Crétinisme parlementaire

On peut dire ce qu'on veut, que Hollande - et Hamon ! - appellent à voter, en cas de second tour UMP-FN dimanche prochain, pour le parti de Sarkozy est une erreur stratégique, une bêtise politique et une honte pour la pensée.

Comme me le faisait remarquer un ami, nos politiques se réfugient désormais derrière l'adjectif "républicain(e)" lorsqu'ils veulent justifier une ignominie politique, une point de vue et/ou une décision réactionnaires. Le nom République et ses dérivés sont le nom de cela.

Par exemple, le gaulliste ultra-droitier Dupont-Aignan, au diapason du F"N" sur la question des étrangers notamment, se démarquera des brigands lepénistes en appelant à une maîtrise républicaine des frontières ou à des reconduites à la frontières selon les principes de la République.

On est loin de la République de Robespierre et de Saint Just, celle qui veillait à l'Egalité et à l'accès à la citoyenneté pour "les Juifs et les comédiens" mais le parlementarisme fait comme si République était un mot magique devant lequel seuls les gauchistes et/ou les communistes refusent, par sectarisme, de s'aligner. Pourtant, LA République n'existe pas. La Sociale a été écrasée en juin 1848 et, depuis, la République est le nom d'un compromis plus ou moins indigne avec les royalistes par exemple (cf. Mac Mahon) et d'une homogénéité, pour la fameuse IIIème qui fait tant baver nos néo-cons hexagonaux, au colonialisme.

Dans un tel contexte, parler de "Front républicain" est au mieux inepte et au pire abject. Pis, appeler à un "Front républicain" avec l'UM"P" de la part du P"S" est la preuve d'un profond crétinisme parlementaire dans ce parti. Enfin, parler comme Hollande et / ou Hamon revient à nier toute vérité politique au sein du parlementarisme.

Dire qu'il faut choisir l'UMP contre le FN dans les circonscriptions où ces deux partis se font face revient à s'asseoir sur les méfaits du sarkozysme et à relancer celui-ci et en particulier son chef malfaisant de l'Elysée.

La force du FN, c'est le legs de Sarkozy. De quoi Sarkozy a-t-il été capable ? De donner à l'extrême droite hexagonale une force électorale qu'elle n'avait jamais connu par le passé. De ce point de vue-là, la mine contrite de Guéant dimanche soir fut pathétique en plus de ridicule. Elle devrait toutefois amener le P"S" à tourner sept fois sa langue dans sa bouche avant de parler.
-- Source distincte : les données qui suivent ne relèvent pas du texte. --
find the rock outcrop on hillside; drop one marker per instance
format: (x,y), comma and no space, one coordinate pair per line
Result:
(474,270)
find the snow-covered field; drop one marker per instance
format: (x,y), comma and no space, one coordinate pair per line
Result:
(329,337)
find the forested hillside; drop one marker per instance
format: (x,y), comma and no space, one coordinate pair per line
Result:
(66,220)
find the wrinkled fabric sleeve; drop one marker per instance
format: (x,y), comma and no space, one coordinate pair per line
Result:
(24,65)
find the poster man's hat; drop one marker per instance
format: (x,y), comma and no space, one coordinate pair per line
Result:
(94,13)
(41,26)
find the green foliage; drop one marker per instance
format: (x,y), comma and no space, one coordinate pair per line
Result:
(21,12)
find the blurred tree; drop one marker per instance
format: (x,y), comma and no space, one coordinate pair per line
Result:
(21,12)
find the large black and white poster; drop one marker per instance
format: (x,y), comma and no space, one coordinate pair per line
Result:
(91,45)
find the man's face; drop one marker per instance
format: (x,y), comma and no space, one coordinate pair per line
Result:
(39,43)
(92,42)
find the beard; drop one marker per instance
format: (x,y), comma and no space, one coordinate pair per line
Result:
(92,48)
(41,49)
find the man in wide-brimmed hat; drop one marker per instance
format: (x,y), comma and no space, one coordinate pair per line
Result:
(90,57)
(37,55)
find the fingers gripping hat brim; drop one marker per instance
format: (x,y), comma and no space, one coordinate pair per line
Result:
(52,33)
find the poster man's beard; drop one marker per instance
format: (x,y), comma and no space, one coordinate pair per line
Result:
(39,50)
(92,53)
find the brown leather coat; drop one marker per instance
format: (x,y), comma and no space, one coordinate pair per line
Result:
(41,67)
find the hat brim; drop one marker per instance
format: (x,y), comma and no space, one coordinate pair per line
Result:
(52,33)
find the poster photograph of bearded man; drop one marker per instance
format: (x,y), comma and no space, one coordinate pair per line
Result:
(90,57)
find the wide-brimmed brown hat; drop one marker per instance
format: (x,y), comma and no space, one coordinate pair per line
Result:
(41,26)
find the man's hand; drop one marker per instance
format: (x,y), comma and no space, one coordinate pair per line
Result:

S'agissant des étrangers, la politique de la France est sur le sentier balisé par le F"N". "La France, on l'aime ou on la quitte", a repris Foutriquet II. Le Président indigne parle de "racailles", de "kärcher". Hortefeux tient des propos de bistrot xénophobes qu'il accompagne parfois, en compagnie de Copé notamment, de rires gras franchouillards. L'Ecole est détruite, n'intéressant la Sarkozye que du point des gains de productivité que l'Etat, qui arrose la grande bourgeoisie, peut en tirer. Les ouvriers servent de faire-valoir au visites démagogiques de Sarkozy dans les usines...

Est-ce si différent du F"N" ? Quoi, estampillée "républicaine", une expulsion est "démocratique" et donc justifiée ? Le discours de Grenoble, oublié ?

Laissons un peu les gargarismes autour de la République et examinons les faits.

Ce pouvoir est le plus droitier, le plus réactionnaire, le plus raciste et le plus liberticide depuis Vichy et la Guerre d'Algérie. Il désigne des ennemis, en général étrangers (musulmans, principalement, et souvent étrangers ou d'origine étrangère et, surtout, pauvres et vivant dans des cités populaires). Il n'a plus du tout le sens d'une égalité minimale, assumant d'être fort avec le faible ou le prolétaire et doux avec les riches et les oisifs.

C'est là-dessus que Hamon et Hollande s'assoient. Leur position est honteuse.

A l'UMP de se débrouiller toute seule.

Ni Sarkozy, ni Le Pen. Tous deux sont lepénistes.